Children dice with death as they play with a huge unexploded Russian bomb on the streets of Aleppo
A TINY baby sits on top of a huge unexploded Russian bomb as Syrian children turn Aleppo's battlefront into a giant playground.
The youngsters seem oblivious to the dangers surrounding them as the besieged city came under heavy fire for a fifth day running.
Dozens of people including children have been killed in rebel held areas.
The fatalities happened in a wave of air strikes, barrel bombs and intense artillery fire.
All hospitals in Syria's besieged rebel-held eastern Aleppo are out of service after days of heavy air strikes, its health directorate and the World Health Organisation (WHO) said on Friday.
"This destruction of infrastructure essential to life leaves the besieged, resolute people, including all children and elderly men and women, without any health facilities offering life-saving treatment ... leaving them to die," said Aleppo's health directorate.
Elizabeth Hoff, the WHO representative in Syria, said a UN-led group of aid agencies based over the border in Turkey "confirmed today that all hospitals in eastern Aleppo are out of service."
Medical sources, residents and rebels in eastern Aleppo say hospitals have been damaged by air strikes and helicopter barrel bombs in recent days, including direct hits on the buildings.
Health and rescue workers have previously been able to bring damaged hospitals back into operation but a lack of supplies is making that harder.
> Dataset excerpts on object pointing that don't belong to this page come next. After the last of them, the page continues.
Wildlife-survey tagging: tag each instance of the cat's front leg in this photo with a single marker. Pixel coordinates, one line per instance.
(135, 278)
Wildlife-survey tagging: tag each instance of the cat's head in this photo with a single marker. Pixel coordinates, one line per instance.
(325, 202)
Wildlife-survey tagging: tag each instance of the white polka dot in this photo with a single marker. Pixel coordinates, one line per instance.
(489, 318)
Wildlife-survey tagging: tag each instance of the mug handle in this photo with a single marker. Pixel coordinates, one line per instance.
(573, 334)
Intense air strikes have battered eastern Aleppo since Tuesday when the Syrian army and its allies resumed operations after a pause lasting weeks.
They launched ground attacks against insurgent positions on Friday.
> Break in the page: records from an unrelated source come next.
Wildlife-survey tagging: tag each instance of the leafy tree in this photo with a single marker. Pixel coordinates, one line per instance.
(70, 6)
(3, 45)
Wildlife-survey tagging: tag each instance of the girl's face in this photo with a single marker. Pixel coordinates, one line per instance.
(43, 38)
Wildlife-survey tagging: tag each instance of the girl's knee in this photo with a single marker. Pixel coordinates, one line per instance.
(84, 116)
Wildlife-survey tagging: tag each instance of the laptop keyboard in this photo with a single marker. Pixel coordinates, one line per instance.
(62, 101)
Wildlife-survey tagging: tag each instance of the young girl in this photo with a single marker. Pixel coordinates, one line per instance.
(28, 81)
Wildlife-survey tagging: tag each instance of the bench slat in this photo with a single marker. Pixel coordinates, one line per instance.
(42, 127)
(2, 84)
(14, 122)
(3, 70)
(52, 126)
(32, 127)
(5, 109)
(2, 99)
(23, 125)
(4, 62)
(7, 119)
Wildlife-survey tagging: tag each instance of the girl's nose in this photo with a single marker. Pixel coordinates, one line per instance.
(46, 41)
Syrian state television said the air force had targeted "terrorist strongholds and supply depots" in Aleppo.
Russia has said its air force is only conducting air strikes in other parts of Syria. The Damascus government describes all the rebels fighting it as terrorists.
Both countries have denied deliberately targeting hospitals and other civilian infrastructure during the war, which began in 2011 and was joined by Russia's air force in September 2015.
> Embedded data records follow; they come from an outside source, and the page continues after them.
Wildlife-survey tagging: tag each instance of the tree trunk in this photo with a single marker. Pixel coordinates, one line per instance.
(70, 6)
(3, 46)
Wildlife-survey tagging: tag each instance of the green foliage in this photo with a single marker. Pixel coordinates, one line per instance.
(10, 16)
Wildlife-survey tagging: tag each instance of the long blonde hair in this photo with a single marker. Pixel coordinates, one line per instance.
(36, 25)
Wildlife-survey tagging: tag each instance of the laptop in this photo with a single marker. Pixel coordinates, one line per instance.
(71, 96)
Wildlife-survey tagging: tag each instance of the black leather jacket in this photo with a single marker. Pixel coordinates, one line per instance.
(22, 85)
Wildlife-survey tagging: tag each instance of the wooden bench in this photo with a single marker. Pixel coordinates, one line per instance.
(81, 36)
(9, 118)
The war pits President Bashar al-Assad backed by Russia, Iran and Shi'ite militias against Sunni rebels including groups supported by the US, Turkey and jihadist groups.
Aleppo, for years split between a rebel-held east and government-held western sector, has become Syria's bloodiest battlefront.
Warplanes, artillery and helicopters continued bombarding eastern Aleppo today, hitting many of its densely populated residential districts.